Paranaense vinha no sacrifício desde a classificatória na última sexta-feira. Apesar do resultado, a atleta de 34 anos impressiona pela história de vida
Saint-Denis — Nem só de resultados e conquistas vivem Jogos Olímpicos e atletas. É necessário humanizar o evento mais nobre do esporte. E Valdileia Martins, aos 34 anos, reforça o pedido. Embora não tenha conquistado medalha após a disputa da final do salto em altura neste domingo (4/8), no Stade France, candidata-se à campeã pela história de vida.
Conforme publicado inicialmente pelo blog Olhar Olímpico, do portal UOL, a trajetória de Valdileia Martins está diretamente ligada ao Movimento dos Trabalhadores Rurais sem Terra (MST). Foi em um assentamento que a paranaense de Querência do Norte nasceu, foi criada e iniciou no esporte. Um dos primeiros contatos foi justamente o salto em altura. Porém, naquela época, não havia o conforto da aterrissagem à disposição hoje em grandes competições. O pai, Seu Israel Martins, enchia sacos de milho com palhas de arroz que sobravam de uma fábrica próxima para usar como “colchões” e utilizava varas de pesca como sarrafos no trabalho com os protótipos de atletas de Pontal do Tigre.
O improviso de Seu Israel Martins deu resultado com a final da filha na primeira participação em Jogos Olímpicos. O pai de Valdileia morreu em 29 de julho, aos 74 anos, vítima de um infarto fulminante. A atleta sentiu a perda, mas foi encorajada pela família para competir em memória do maior incentivador. Segundo o MST, Valdileia é uma pessoa que foge dos holofotes. Nem mesmo os treinadores dela nos últimos 16 anos conheciam as origens da atleta em um assentamento no Paraná.
Não bastasse a perda do pai, Valdileia também teve de lidar com problema físico durante a jornada nos Jogos Olímpicos de Paris. Na última sexta-feira (2/8), durante a classificatória, sofreu uma lesão no tornozelo esquerdo ao tentar saltar 1,95m, mas se classificou com a marca anterior, de 1,92m. A projeção da paranaense igualou o recorde brasileiro de Orlane Maria dos Santos, de 1989. O melhor desempenho pessoal havia sido 1,90m.

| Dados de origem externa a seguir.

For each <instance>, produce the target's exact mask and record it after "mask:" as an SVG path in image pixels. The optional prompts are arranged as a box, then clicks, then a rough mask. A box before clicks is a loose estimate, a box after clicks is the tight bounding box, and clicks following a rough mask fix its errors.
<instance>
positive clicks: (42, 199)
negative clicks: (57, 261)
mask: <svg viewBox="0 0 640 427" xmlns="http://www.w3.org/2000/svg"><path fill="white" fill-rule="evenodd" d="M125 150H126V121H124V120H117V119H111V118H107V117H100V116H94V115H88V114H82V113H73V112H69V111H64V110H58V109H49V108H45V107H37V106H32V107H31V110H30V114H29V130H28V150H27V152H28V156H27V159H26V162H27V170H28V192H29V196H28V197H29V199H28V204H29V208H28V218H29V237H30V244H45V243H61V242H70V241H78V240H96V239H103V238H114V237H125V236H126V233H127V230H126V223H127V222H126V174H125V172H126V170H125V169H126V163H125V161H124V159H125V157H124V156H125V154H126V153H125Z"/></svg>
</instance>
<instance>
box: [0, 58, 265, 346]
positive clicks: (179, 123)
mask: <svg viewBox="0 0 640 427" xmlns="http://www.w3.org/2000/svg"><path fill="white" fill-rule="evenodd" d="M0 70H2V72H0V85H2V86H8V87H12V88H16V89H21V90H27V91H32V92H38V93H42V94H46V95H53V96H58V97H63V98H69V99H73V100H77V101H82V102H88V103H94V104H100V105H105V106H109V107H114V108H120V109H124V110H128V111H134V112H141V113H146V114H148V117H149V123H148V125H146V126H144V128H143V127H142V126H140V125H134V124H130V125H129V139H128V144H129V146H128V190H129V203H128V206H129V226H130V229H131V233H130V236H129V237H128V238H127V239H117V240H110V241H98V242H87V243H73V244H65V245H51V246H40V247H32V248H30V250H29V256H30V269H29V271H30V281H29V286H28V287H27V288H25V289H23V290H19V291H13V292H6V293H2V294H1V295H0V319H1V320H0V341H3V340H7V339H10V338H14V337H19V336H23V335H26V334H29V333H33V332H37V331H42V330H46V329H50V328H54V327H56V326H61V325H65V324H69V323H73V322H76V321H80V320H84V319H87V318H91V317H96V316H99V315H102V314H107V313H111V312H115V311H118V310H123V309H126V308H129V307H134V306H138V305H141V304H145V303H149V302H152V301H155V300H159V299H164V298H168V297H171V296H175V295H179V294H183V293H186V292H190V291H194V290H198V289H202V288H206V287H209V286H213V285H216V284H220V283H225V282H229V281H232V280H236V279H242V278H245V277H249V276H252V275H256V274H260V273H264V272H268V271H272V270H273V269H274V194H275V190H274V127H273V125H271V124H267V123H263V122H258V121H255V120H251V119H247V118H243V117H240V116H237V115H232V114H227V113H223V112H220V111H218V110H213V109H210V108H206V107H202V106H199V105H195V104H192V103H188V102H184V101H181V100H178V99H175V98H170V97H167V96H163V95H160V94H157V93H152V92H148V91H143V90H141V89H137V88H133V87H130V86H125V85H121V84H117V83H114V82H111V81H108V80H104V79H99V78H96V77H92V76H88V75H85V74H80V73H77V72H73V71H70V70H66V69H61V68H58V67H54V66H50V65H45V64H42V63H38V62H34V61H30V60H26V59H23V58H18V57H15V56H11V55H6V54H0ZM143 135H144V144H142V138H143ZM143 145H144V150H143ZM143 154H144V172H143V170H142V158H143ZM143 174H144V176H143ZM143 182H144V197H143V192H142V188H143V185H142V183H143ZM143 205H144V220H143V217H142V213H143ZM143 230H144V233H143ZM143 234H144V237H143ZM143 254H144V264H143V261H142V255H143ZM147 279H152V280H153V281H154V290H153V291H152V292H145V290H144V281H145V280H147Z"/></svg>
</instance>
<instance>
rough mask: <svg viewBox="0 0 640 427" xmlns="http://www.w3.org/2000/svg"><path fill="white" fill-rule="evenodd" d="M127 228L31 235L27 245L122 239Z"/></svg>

Durante a final, Valdileia abriu mão do primeiro salto. A prova começou com 1,86m, mas, antes do impulso, sentiu novamente o tornozelo e comprovou a participação no sacrifício. A brasileira logo se sentou, vestiu a roupa de aquecimento e deixou a pista de atletismo do Stade de France mancando.
Dever cumprido
Valdileia deixará Paris com a sensação de dever cumprido. “Igualei o recorde brasileiro e fui para final olímpica. É algo que eu queria, treinei para isso, não cheguei por acaso. As pessoas que estavam comigo no dia a dia sabiam das minhas condições físicas e mental. É preciso estar muito bem mentalmente para chegar na Olimpíada e conseguir fazer o melhor sem ter feito o melhor.”
Durante a entrevista após a decisão, a paranaense compartilhou a surpresa com a viralização da história de vida dela. “Saí de um assentamento, fui para a cidade e fiquei longe da família. Saí de casa de 14 para 15 anos. Para a minha cidade, é algo único uma pessoa na Olimpíada. É gratificante participar e acho que foi maior do que eu imaginava. O que fiz, nunca imaginei que teria uma repercussão tão grande. Até os seguidores, vi que ganhei muitos. Eu não imaginava que seria acolhida, a minha história contada e que as pessoas me abraçariam desse jeito. Imaginava que a Paris seria uma simples vinda”, conta.
Valdileia fez questão de exaltar o papel do pai na trajetória de vida e no esporte. “Falei para as minhas irmãs no ano passado que ele não estava bem e que não o teríamos no Natal. Eu não imaginava que seria agora, mas sabia que ele iria partir. Ele fez o papel dele de homem, pessoa de caráter e cumpriu o papel dele. É a vida. Precisamos aproveitar as pessoas em vida. Ontem, chorei à noite, pois após todas as conquistas, eu saía da pista e olhava para o meu pai. Agora, tenho de viver sem ele”, lamentou.